The film Blade Runner (1982) is set in 2019 in a dystopian future in which manufactured beings called replicants are slaves used on space colonies and are legal prey on Earth to various bounty hunters who "retire" (kill) them. Although Blade Runner was largely unsuccessful in its first theatrical release, it found a viewership in the home video market and became a cult film. Since the movie omits the religious and mythical elements of Dick's original novel (e.g. empathy boxes and Wilbur Mercer), it falls more strictly within the cyberpunk genre than the novel does. William Gibson later revealed that upon first viewing the film, he was surprised at how the look of this film matched his vision for Neuromancer, a book he was then working on. The film's tone has since been the staple of many cyberpunk movies, such as The Matrix trilogy (1999–2003), which uses a wide variety of cyberpunk elements. A sequel to Blade Runner was released in 2017.

The TV series Max Headroom (1987) is an iconic cyberpunk work, taking place in a futuristic dystopia ruled by an oligarchy of television networks. Computer hacking played a central role in many of the story lines. Max Headroom has been called "the first cyberpunk television series". More recently, the animated series Batman Beyond (1999–2001) is considered a noteworthy example of the cyberpunk genre.

The number of films in the genre has grown steadily since Blade Runner. Several of Philip K. Dick's works have been adapted to the silver screen. The films Johnny Mnemonic (1995) and New Rose Hotel (1998), both based on short stories by William Gibson, flopped commercially and critically. Other cyberpunk films include RoboCop (1987), Total Recall (1990), Hardware (1990), The Lawnmower Man (1992), 12 Monkeys (1995), Hackers (1995), and Strange Days (1995). Some cyberpunk films have been described as tech-noir, a hybrid genre combining neo-noir and science fiction or cyberpunk.

=== Anime and manga ===

The Japanese cyberpunk subgenre began in 1982 with the debut of Katsuhiro Otomo's manga series Akira, with its 1988 anime film adaptation, which Otomo directed, later popularizing the subgenre. Akira inspired a wave of Japanese cyberpunk works, including manga and anime series such as Ghost in the Shell, Battle Angel Alita, and Cowboy Bebop. Other early Japanese cyberpunk works include the 1982 film Burst City, and the 1989 film Tetsuo: The Iron Man.

According to Paul Gravett, when Akira began to be published, cyberpunk literature had not yet been translated into Japanese. Otomo has distinct inspirations, such as Mitsuteru Yokoyama's manga series Tetsujin 28-go (1956–1966) and Mœbius.
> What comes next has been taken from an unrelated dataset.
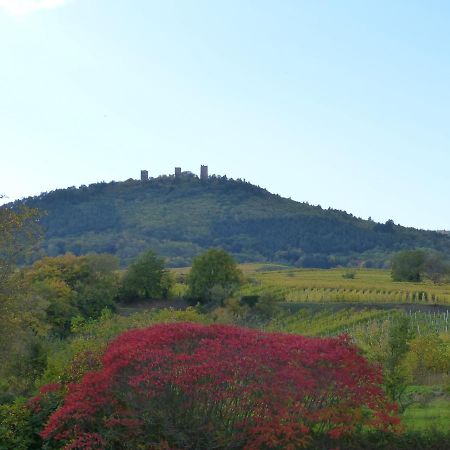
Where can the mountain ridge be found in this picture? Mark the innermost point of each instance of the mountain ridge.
(181, 216)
In contrast to Western cyberpunk which has roots in New Wave science fiction literature, Japanese cyberpunk has roots in underground music culture, specifically the Japanese punk subculture that arose from the Japanese punk music scene in the 1970s. The filmmaker Sogo Ishii introduced this subculture to Japanese cinema with the punk film Panic High School (1978) and the punk biker film Crazy Thunder Road (1980), both portraying the rebellion and anarchy associated with punk, and the latter featuring a punk biker gang aesthetic. Ishii's punk films paved the way for Otomo's seminal cyberpunk work Akira.

Cyberpunk themes are widely visible in anime and manga. In Japan, where cosplay is popular and not only teenagers display such fashion styles, cyberpunk has been accepted and its influence is widespread. William Gibson's Neuromancer, whose influence dominated the early cyberpunk movement, was also set in Chiba, one of Japan's largest industrial areas, although at the time of writing the novel Gibson did not know the location of Chiba and had no idea how perfectly it fit his vision in some ways. The exposure to cyberpunk ideas and fiction in the 1980s has allowed it to seep into the Japanese culture.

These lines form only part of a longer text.